Mientras tanto, noviembre llega con nuevos aumentos. Ayer los distribuidores de mercaderías ya descargaban artículos con un 10 a un 13 por ciento de incremento (como por ejemplo la cerveza y otras bebidas); para mañana se espera una suba de entre un 5 y un 7 por ciento en los precios de los combustibles; y ya aumentaron 75 por ciento en el año.

La inflación no se detiene. Pero la inflación real poco tiene que ver con la que publica el Indec. El núcleo de insumos masivos que constituyen la canasta básica de una familia, como alimentos y servicios esenciales, se incrementaron más de un 100 por ciento en lo que va del año. Eso sucede porque el Indec mide la inflación tomando en cuenta la variaciones de precios de insumos no esenciales. «Un viaje en avión de Buenos Aires a Mendoza, bajó y en una low coast cuesta menos que un asado para cuatro personas», ejemplifica uno de los consultados para este informe. Para calcular la inflación, el Indec usa «ponderadores del gasto», una matriz de consumo que había cambiado en 2005 para acercarse más a la realidad de lo que gasta una familia tipo. El actual gobierno volvió al «ponderador de gasto» anterior a 2005. En ese cálculo se estima que una familia gasta en vivienda, servicios, alimentos y bebidas, el 36,7 por ciento de sus ingresos.
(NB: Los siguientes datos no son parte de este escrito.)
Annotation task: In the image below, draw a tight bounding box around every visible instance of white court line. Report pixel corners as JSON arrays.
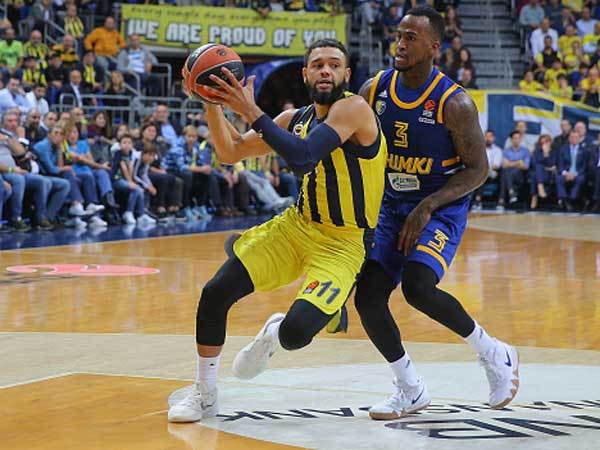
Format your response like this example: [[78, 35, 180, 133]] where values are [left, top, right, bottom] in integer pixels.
[[0, 372, 79, 389]]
Y que en esparcimiento, hoteles y restaurantes, gasta el 18,3 por ciento de sus ingresos. Algo muy alejado de la realidad, ya que hoy quienes llegan a fin de mes, en el mejor de los casos gastan al menos el 70 por ciento de sus ingresos en vivienda, servicios, alimentos y bebidas. Y en otros casos todo el sueldo se va en pagar esos insumos.